Bench Memos

Law & the Courts

Today’s Ruling in Lucia v. SEC

In its ruling today in Lucia v. SEC, the Supreme Court held by a vote of 7-2 that an administrative law judge at the Securities and Exchange Commission was not lawfully appointed and therefore had no authority to issue a decision.

There should be a lot of interesting commentary on this ruling. For present purposes, I’ll just present this quick summary.

In her majority opinion joined by the five justices to her right (the Chief, Kennedy, Thomas, Alito, and Gorsuch), Justice Kagan held that the SEC’s administrative law judges qualify as “Officers” (rather than employees) under the Appointments Clause of the Constitution. In Kagan’s analysis, this conclusion flowed directly from the Court’s 1991 ruling in Freytag v. Commissioner. Under the Appointments Clause (Article II, section 2), Congress may vest the appointment of “inferior Officers” in the “Heads of Departments.” But the SEC as a body did not itself appoint ALJ Cameron Elliot; he was instead appointed by SEC staff members. His appointment was therefore unconstitutional.

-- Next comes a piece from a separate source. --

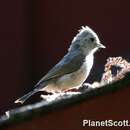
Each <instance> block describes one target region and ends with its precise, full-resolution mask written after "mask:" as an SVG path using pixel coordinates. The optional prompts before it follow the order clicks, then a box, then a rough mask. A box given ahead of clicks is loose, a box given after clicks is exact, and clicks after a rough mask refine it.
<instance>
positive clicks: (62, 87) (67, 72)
mask: <svg viewBox="0 0 130 130" xmlns="http://www.w3.org/2000/svg"><path fill="white" fill-rule="evenodd" d="M99 48H106V47H105V46H104V45H103V44H102V43H101V42H100V40H99V37H98V35H97V34H96V33H95V32H94V31H93V30H92V29H91V28H90V27H89V26H81V28H80V29H79V30H78V33H77V34H76V36H75V37H74V38H73V39H72V41H71V45H70V47H69V49H68V51H67V54H66V55H65V56H64V57H63V58H62V59H61V60H60V61H59V62H58V63H57V64H56V65H55V66H54V67H53V68H52V69H51V70H50V71H49V72H48V73H47V74H46V75H45V76H43V77H42V78H41V80H39V82H38V83H37V84H36V85H35V86H34V89H33V90H32V91H30V92H29V93H27V94H25V95H24V96H22V97H21V98H19V99H17V100H16V101H15V103H21V104H23V103H24V102H25V101H26V100H27V99H28V98H30V97H31V96H32V95H34V94H35V93H37V92H39V91H46V92H52V93H60V92H63V91H65V90H67V89H71V88H75V87H79V86H82V85H83V83H84V82H85V80H86V79H87V77H88V76H89V74H90V71H91V69H92V66H93V62H94V53H95V52H96V51H97V50H98V49H99Z"/></svg>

In a brief concurring opinion, Justice Thomas (joined by Gorsuch) argued that under the original public meaning of “Officers of the United States,” all federal civil officials “with responsibility for an ongoing statutory duty” are “Officers.”

In his opinion concurring in part in the judgment, Justice Breyer concluded that the appointment of the ALJ violated the Administrative Procedure Act, as the SEC unlawfully delegated its appointment power to its staff. He objected to deciding that ALJs are “Officers” under the Constitution “without first deciding … what effect that holding would have on the statutory ‘for cause’ removal protections that Congress provided for administrative law judges.” In short, if being “Officers” means that they could be fired at will, he would not conclude that they are “Officers.” (Unlike the majority, he also concluded that the same ALJ, upon being properly appointed, could hear the case.)

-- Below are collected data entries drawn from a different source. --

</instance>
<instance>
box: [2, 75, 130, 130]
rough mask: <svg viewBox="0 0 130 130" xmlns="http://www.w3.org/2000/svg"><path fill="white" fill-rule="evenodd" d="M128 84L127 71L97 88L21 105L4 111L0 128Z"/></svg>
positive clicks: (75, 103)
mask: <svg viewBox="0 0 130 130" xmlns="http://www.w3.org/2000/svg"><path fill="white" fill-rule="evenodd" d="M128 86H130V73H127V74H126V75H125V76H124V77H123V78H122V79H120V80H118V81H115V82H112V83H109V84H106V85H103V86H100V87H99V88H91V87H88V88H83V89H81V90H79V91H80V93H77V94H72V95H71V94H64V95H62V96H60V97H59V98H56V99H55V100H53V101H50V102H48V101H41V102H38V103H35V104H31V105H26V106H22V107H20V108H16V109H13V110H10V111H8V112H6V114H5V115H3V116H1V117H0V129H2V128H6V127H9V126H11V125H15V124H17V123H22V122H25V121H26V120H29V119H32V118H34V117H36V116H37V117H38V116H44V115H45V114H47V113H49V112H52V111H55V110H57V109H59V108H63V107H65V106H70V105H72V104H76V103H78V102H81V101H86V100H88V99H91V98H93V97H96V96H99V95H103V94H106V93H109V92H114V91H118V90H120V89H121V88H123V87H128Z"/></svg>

Foes of the administrative state will be heartened by Breyer’s concern that by considering the “Officers” question separately from the removal question, “the Court risks … unraveling, step-by-step, the foundations of the Federal Government’s administrative adjudication system as it has existed for decades.”

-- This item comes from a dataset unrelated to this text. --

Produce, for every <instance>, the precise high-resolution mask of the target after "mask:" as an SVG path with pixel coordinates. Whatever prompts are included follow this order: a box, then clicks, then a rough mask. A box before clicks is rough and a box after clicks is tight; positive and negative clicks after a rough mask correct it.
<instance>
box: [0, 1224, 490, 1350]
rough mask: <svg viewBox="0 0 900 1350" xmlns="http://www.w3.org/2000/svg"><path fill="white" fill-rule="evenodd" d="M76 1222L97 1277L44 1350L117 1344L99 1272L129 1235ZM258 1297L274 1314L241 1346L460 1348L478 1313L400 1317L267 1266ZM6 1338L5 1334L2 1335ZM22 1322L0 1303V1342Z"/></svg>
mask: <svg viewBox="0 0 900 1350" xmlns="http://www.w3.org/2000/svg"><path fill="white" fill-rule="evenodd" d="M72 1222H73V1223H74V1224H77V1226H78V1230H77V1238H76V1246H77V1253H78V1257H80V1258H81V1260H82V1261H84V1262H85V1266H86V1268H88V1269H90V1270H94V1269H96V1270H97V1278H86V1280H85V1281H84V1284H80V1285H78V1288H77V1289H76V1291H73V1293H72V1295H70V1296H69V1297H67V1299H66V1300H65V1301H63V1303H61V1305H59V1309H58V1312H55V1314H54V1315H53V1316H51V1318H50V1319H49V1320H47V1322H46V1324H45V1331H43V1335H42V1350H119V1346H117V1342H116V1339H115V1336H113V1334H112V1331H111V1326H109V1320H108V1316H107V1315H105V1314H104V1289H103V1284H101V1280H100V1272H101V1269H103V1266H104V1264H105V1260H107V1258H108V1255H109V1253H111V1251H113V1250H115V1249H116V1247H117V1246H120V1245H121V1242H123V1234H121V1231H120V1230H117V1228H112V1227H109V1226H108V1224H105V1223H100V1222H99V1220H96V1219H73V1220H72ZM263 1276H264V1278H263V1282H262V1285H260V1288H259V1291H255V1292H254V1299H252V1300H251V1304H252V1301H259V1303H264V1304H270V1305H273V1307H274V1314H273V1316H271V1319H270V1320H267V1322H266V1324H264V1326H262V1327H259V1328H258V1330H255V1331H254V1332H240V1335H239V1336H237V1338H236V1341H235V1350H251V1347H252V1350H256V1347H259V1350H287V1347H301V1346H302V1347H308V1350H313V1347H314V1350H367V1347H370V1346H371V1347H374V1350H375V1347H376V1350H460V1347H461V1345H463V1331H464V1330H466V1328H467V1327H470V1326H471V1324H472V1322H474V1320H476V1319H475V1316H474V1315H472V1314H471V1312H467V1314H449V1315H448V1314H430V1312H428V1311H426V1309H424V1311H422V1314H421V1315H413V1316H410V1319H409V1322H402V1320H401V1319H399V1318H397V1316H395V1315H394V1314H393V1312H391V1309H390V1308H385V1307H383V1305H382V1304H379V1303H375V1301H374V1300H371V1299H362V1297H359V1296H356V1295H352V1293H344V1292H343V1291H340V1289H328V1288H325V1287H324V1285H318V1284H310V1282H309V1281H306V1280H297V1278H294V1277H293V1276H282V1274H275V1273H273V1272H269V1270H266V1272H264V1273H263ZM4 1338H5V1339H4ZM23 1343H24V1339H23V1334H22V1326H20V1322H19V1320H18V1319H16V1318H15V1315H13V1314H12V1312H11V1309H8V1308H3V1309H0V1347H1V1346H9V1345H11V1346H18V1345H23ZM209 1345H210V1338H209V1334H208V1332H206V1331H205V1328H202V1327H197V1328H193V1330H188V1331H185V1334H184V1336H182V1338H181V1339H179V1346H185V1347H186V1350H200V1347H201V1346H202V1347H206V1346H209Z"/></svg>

In her dissent, Justice Sotomayor (joined by Ginsburg) opined that only someone with “the ability to make final, binding decisions on behalf of the Government” qualifies as an “Officer” under the Appointments Clause. Perhaps I’m missing it on a quick read, but I don’t see how that test allows for the existence of any inferior officers. I’m also unclear how Sotomayor derives it. (She does present “some historical support for such a requirement,” but that sounds very weak.)